In 2009, UC Davis’ College of Biological Sciences (CBS) dealt with its share of the recent cuts, having planned out $490,000 worth of reductions by August. Since then, the required cuts have been raised to roughly $770,000 for the College. It anticipates making over one million dollars in cuts.
“Cuts have been across the board, and everything is impacted,” said Ken Burtis, Dean of the CBS. “The $490,000 represents the first round of cuts, and there have been more since then, and that means less money for everything we do.”
One less-invasive strategy that the college is using to cope with the cuts is by leaving staff positions vacant instead of rehiring when faculty retire or leave the university. Two hundred and twenty thousand dollars of the $490,000 target was saved between the five departments within the college in this way. Positions such as the Manager of Undergraduate Advising in the dean’s office, MSO of plant biology, Student Advising Assistant of molecular and cellular biology, various staff in the Accounting and Events offices, and receptionists for other departments have also all been left vacant to accommodate budget cuts.
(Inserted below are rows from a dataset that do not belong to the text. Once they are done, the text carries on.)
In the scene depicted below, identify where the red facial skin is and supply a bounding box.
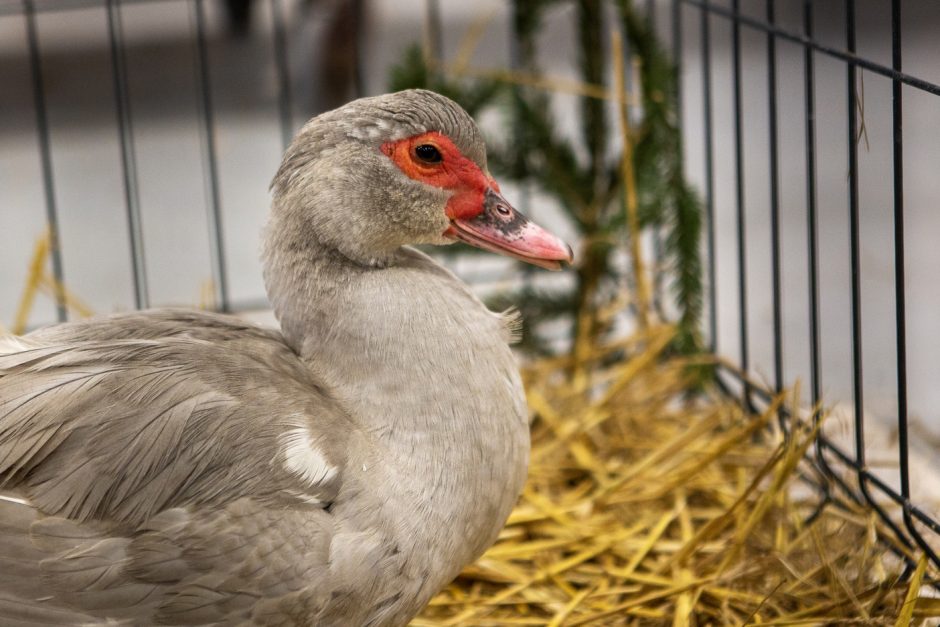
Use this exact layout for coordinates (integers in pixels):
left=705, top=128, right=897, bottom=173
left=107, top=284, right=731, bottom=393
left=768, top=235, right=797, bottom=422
left=382, top=131, right=573, bottom=270
left=380, top=131, right=498, bottom=222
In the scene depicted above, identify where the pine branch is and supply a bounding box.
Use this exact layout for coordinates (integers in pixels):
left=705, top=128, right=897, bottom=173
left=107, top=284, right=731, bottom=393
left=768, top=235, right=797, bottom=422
left=619, top=0, right=705, bottom=356
left=387, top=0, right=706, bottom=361
left=388, top=44, right=502, bottom=118
left=501, top=96, right=590, bottom=226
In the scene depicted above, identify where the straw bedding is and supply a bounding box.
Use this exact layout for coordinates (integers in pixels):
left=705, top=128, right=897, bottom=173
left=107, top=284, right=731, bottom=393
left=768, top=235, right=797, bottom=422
left=414, top=325, right=940, bottom=626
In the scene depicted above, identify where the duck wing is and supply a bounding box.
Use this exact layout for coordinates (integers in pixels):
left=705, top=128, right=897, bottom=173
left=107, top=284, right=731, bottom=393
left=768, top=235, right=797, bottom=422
left=0, top=311, right=369, bottom=625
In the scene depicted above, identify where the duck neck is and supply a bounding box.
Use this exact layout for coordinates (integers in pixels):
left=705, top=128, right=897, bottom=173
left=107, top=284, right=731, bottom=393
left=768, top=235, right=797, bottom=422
left=262, top=214, right=529, bottom=562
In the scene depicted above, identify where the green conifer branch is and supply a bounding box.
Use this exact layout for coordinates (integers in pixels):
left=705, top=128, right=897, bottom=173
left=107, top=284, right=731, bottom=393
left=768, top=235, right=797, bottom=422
left=388, top=0, right=706, bottom=362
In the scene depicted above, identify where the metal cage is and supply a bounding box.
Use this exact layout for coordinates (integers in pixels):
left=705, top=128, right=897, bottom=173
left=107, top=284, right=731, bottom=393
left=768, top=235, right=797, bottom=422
left=672, top=0, right=940, bottom=576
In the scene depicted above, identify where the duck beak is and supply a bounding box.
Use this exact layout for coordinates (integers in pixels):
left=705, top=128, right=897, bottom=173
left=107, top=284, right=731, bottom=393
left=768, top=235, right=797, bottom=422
left=445, top=189, right=574, bottom=271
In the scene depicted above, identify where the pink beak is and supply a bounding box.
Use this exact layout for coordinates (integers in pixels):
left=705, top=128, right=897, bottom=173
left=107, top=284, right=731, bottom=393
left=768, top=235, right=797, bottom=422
left=446, top=189, right=573, bottom=271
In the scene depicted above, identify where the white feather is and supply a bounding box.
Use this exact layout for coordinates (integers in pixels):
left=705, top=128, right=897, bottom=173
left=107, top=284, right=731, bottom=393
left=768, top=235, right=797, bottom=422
left=0, top=493, right=31, bottom=506
left=280, top=427, right=338, bottom=492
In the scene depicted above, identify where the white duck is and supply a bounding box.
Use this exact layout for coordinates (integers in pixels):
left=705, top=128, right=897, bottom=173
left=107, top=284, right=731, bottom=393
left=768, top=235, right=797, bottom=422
left=0, top=89, right=571, bottom=626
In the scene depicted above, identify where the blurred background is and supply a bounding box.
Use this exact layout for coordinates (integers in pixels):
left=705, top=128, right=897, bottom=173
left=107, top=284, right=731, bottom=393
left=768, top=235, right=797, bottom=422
left=2, top=0, right=940, bottom=529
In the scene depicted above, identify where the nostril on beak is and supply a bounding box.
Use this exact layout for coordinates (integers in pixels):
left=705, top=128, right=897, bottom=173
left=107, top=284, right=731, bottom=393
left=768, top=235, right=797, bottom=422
left=496, top=204, right=511, bottom=217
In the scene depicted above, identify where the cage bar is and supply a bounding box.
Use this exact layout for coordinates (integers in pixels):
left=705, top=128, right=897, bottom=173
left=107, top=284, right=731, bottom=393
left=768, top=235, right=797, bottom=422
left=671, top=0, right=681, bottom=136
left=765, top=0, right=783, bottom=409
left=106, top=0, right=149, bottom=310
left=699, top=0, right=716, bottom=353
left=23, top=0, right=67, bottom=321
left=270, top=0, right=293, bottom=151
left=682, top=0, right=940, bottom=97
left=730, top=0, right=749, bottom=409
left=889, top=0, right=939, bottom=566
left=190, top=0, right=229, bottom=312
left=685, top=0, right=940, bottom=574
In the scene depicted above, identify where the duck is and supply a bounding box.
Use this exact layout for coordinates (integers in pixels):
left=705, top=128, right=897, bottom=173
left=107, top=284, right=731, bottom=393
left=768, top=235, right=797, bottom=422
left=0, top=89, right=572, bottom=626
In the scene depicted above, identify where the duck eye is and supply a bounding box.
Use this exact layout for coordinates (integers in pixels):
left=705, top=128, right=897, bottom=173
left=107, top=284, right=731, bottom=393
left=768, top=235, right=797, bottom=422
left=414, top=144, right=442, bottom=164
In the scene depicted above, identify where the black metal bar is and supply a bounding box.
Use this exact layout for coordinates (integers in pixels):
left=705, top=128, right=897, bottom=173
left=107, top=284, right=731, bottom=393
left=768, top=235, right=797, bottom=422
left=845, top=0, right=865, bottom=483
left=766, top=0, right=783, bottom=409
left=802, top=0, right=822, bottom=426
left=106, top=0, right=148, bottom=310
left=700, top=0, right=716, bottom=353
left=424, top=0, right=442, bottom=80
left=712, top=370, right=862, bottom=519
left=270, top=0, right=293, bottom=151
left=891, top=0, right=908, bottom=513
left=656, top=0, right=679, bottom=317
left=191, top=0, right=229, bottom=312
left=23, top=0, right=67, bottom=322
left=508, top=0, right=534, bottom=291
left=1, top=0, right=166, bottom=17
left=714, top=364, right=940, bottom=539
left=672, top=0, right=681, bottom=135
left=844, top=0, right=911, bottom=552
left=680, top=0, right=940, bottom=97
left=730, top=0, right=749, bottom=409
left=682, top=0, right=940, bottom=573
left=351, top=0, right=365, bottom=98
left=890, top=0, right=940, bottom=566
left=641, top=2, right=662, bottom=316
left=801, top=0, right=838, bottom=506
left=426, top=0, right=441, bottom=58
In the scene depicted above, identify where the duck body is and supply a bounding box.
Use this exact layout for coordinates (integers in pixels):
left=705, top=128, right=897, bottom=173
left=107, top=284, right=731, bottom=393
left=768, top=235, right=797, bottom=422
left=0, top=90, right=569, bottom=625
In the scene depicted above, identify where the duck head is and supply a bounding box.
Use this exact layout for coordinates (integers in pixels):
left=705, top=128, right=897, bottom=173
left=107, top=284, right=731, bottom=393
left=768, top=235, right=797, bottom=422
left=270, top=89, right=572, bottom=270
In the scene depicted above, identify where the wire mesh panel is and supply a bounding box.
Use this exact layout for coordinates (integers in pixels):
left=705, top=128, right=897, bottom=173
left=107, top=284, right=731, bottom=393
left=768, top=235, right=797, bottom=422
left=0, top=0, right=371, bottom=325
left=674, top=0, right=940, bottom=573
left=0, top=0, right=541, bottom=332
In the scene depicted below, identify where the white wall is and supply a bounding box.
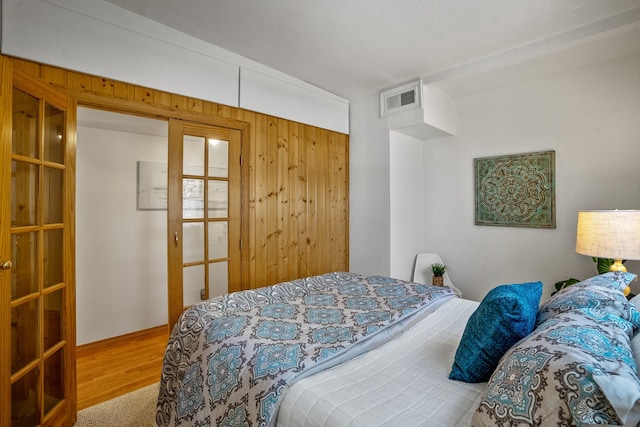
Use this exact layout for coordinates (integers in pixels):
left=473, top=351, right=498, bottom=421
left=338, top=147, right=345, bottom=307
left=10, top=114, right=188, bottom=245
left=389, top=131, right=426, bottom=280
left=350, top=49, right=640, bottom=302
left=422, top=53, right=640, bottom=301
left=348, top=94, right=392, bottom=276
left=1, top=0, right=348, bottom=133
left=76, top=119, right=168, bottom=345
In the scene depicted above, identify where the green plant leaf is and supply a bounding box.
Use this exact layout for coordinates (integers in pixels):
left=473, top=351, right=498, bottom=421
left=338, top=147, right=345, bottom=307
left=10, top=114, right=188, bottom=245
left=431, top=263, right=447, bottom=277
left=551, top=278, right=580, bottom=295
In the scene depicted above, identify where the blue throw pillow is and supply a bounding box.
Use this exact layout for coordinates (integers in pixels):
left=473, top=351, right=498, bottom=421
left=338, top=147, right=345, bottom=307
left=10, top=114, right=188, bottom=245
left=449, top=281, right=543, bottom=383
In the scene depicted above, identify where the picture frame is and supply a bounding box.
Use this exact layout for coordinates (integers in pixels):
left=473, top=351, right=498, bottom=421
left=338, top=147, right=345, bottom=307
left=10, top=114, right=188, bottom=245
left=137, top=161, right=168, bottom=210
left=474, top=150, right=555, bottom=228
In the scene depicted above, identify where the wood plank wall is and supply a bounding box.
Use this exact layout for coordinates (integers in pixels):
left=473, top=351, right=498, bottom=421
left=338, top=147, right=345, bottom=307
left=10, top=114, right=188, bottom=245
left=9, top=56, right=349, bottom=290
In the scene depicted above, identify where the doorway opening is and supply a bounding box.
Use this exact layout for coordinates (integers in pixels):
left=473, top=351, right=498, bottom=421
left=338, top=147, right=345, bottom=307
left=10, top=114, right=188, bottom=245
left=75, top=108, right=169, bottom=408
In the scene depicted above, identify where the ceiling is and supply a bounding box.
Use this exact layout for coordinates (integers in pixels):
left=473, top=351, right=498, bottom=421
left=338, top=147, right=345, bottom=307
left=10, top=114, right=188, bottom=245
left=104, top=0, right=640, bottom=100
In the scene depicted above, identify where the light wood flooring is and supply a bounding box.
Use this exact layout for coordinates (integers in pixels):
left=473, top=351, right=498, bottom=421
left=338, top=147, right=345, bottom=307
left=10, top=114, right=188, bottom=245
left=76, top=325, right=170, bottom=410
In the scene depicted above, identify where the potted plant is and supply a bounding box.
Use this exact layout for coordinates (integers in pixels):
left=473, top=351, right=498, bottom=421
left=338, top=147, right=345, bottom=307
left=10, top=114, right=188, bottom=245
left=431, top=263, right=448, bottom=286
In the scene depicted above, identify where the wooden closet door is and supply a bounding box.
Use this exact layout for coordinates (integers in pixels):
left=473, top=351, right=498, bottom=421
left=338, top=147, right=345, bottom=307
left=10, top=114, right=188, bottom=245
left=167, top=120, right=242, bottom=328
left=0, top=59, right=77, bottom=426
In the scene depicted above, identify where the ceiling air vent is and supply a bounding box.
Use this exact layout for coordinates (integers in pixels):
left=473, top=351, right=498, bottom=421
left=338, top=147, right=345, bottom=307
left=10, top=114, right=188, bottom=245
left=380, top=80, right=422, bottom=118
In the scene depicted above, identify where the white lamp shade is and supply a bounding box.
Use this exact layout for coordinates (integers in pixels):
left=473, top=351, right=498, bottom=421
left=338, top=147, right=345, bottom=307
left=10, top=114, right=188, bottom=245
left=576, top=210, right=640, bottom=260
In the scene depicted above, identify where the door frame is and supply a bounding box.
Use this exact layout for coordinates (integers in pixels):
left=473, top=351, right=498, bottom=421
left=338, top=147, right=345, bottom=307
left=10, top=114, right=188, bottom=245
left=73, top=97, right=251, bottom=321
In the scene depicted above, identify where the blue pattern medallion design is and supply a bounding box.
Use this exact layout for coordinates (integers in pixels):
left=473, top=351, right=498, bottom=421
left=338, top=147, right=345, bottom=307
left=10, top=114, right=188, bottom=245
left=366, top=276, right=395, bottom=285
left=483, top=345, right=558, bottom=421
left=355, top=311, right=390, bottom=326
left=218, top=405, right=248, bottom=427
left=388, top=295, right=421, bottom=309
left=207, top=345, right=242, bottom=403
left=256, top=320, right=298, bottom=341
left=338, top=283, right=367, bottom=295
left=176, top=362, right=205, bottom=418
left=206, top=315, right=247, bottom=343
left=307, top=308, right=342, bottom=324
left=304, top=294, right=335, bottom=306
left=311, top=327, right=352, bottom=344
left=376, top=285, right=406, bottom=297
left=260, top=303, right=296, bottom=319
left=345, top=297, right=378, bottom=310
left=253, top=344, right=302, bottom=379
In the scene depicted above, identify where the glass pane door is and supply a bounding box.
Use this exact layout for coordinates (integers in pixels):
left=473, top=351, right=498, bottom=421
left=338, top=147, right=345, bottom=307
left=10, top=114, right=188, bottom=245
left=1, top=65, right=75, bottom=427
left=167, top=120, right=241, bottom=327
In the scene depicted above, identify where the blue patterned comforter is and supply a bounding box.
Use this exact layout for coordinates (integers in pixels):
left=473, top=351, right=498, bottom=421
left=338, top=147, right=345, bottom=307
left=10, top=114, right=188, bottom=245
left=156, top=272, right=455, bottom=427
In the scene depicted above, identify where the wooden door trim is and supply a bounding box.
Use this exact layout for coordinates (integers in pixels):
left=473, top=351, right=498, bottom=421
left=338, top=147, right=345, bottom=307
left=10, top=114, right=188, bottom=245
left=64, top=87, right=250, bottom=133
left=0, top=54, right=13, bottom=427
left=167, top=119, right=184, bottom=328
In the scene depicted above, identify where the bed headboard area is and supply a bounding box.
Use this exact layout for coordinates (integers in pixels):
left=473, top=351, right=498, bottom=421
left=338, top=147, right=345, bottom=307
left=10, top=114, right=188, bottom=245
left=470, top=272, right=640, bottom=426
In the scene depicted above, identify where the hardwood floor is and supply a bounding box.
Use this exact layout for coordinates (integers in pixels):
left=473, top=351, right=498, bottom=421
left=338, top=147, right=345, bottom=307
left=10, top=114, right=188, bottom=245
left=76, top=325, right=170, bottom=410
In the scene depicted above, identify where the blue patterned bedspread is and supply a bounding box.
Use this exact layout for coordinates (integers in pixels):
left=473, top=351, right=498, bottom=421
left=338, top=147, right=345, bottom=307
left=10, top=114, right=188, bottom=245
left=156, top=272, right=455, bottom=427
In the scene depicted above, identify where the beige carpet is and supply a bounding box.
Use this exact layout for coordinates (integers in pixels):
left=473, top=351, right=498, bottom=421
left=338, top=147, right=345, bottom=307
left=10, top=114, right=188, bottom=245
left=75, top=383, right=159, bottom=427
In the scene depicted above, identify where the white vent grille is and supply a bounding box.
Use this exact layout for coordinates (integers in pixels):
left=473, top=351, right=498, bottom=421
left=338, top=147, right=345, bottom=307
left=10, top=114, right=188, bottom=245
left=380, top=80, right=422, bottom=117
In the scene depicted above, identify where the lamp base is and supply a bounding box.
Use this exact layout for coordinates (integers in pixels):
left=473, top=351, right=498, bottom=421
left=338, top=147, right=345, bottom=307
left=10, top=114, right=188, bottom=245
left=609, top=259, right=631, bottom=296
left=609, top=259, right=627, bottom=273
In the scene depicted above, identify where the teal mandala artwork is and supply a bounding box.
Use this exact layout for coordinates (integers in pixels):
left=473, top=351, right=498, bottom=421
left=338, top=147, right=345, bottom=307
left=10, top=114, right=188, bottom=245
left=475, top=150, right=555, bottom=228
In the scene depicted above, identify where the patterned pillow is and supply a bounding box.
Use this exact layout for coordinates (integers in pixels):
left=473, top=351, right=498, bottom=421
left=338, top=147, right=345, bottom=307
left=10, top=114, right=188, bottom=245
left=537, top=276, right=640, bottom=338
left=473, top=280, right=640, bottom=426
left=449, top=281, right=542, bottom=383
left=578, top=271, right=637, bottom=292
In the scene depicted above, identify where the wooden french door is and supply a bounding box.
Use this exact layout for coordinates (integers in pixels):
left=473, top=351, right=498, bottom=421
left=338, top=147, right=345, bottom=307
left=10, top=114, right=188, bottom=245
left=167, top=120, right=242, bottom=327
left=0, top=59, right=77, bottom=426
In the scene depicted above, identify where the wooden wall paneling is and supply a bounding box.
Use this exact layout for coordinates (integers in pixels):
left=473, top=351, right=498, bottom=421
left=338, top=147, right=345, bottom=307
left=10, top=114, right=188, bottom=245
left=11, top=58, right=40, bottom=76
left=153, top=91, right=172, bottom=109
left=3, top=56, right=349, bottom=291
left=333, top=131, right=344, bottom=272
left=339, top=133, right=349, bottom=271
left=276, top=118, right=289, bottom=283
left=318, top=128, right=330, bottom=274
left=112, top=81, right=133, bottom=100
left=171, top=94, right=188, bottom=111
left=304, top=125, right=318, bottom=276
left=295, top=123, right=308, bottom=276
left=287, top=121, right=301, bottom=281
left=253, top=114, right=269, bottom=288
left=188, top=98, right=203, bottom=114
left=40, top=65, right=68, bottom=87
left=134, top=86, right=153, bottom=104
left=91, top=77, right=114, bottom=96
left=66, top=71, right=92, bottom=92
left=266, top=116, right=279, bottom=285
left=335, top=132, right=349, bottom=272
left=236, top=109, right=256, bottom=290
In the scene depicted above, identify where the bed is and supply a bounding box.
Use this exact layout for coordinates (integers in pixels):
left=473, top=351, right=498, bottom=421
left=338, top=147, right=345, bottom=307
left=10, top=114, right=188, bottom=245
left=156, top=270, right=640, bottom=427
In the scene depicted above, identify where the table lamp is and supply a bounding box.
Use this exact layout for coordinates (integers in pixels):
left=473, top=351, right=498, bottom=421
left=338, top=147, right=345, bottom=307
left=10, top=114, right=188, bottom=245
left=576, top=210, right=640, bottom=296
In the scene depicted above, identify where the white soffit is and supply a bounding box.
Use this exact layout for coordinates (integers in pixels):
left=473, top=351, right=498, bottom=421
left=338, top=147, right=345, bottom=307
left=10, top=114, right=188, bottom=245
left=1, top=0, right=239, bottom=106
left=240, top=68, right=349, bottom=134
left=102, top=0, right=640, bottom=100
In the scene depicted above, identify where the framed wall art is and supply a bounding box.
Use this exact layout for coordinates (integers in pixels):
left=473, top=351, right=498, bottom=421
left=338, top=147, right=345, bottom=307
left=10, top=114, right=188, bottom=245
left=474, top=150, right=555, bottom=228
left=137, top=161, right=168, bottom=210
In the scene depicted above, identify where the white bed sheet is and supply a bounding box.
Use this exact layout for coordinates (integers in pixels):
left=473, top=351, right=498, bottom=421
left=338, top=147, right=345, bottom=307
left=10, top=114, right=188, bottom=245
left=276, top=298, right=485, bottom=427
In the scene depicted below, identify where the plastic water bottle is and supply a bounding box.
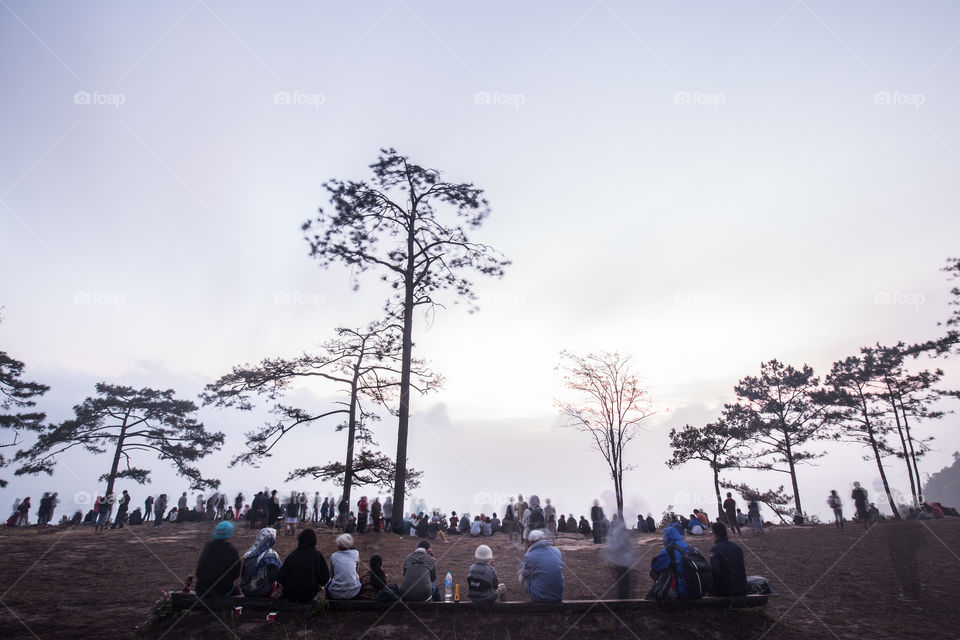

Doing so, however, leaves the vacant positions’ job duties up to the remaining staff to take on, resulting in increased workload.
No members of the tenure track staff have been laid off. In spite of this, there have been many other layoffs. Though furlough agreements save the CBS money and tenured staff their jobs, some staff such as those non-tenured lecturers of the non-academic senate union known as Unit 18 have elected not to participate in the furloughs. Since the college cannot save money by cutting the number of days that these lecturers teach, they do so via layoffs.
“The quickest, most obvious impact [of these layoffs] on students is the net reduction of people teaching classes,” Burtis said. “In the long run, this can possibly lead to increased time to completion for students, as well as fewer course opportunities.”
The shortage of staff forces the college to cancel and combine sections, making for increased class sizes. The limited number of sections per class then makes scheduling classes less flexible and more difficult. In addition to this, non-essential classes may be cancelled and the smallest classes in the college may only be held once every two years.
Dr. Diana G. Myles, professor of molecular and cellular biology and Associate Dean to CBS is confident that they will be doing their best to preserve the expensive but invaluable laboratory classes that are in highest demand, though many of the lab offerings will be restricted to those students that need them to fulfill their major.
“We are striving to be efficient and conservative in spending,” Myles said. “We have to be careful with a lot of the special [projects] we want to do [since] there’s not a lot of flexibility left in the budget.”
The special projects that Myles refers to are the extramural research projects on which the CBS and UC Davis prides themselves. Research project teams at UCD gain their financial support by presenting their proposals and winning over research grants paired with matching university funds. A tighter budget makes for fewer resources available for use on these proposals and a lesser chance of gaining financial support.
“We want to increase efficiency and cut costs, but it’s getting to that point [in the budget] where that’s no longer possible,” Burtis said. “Any cuts we are making are harmful – when the state makes choices that are not helping education, we have to choose the least harmful.”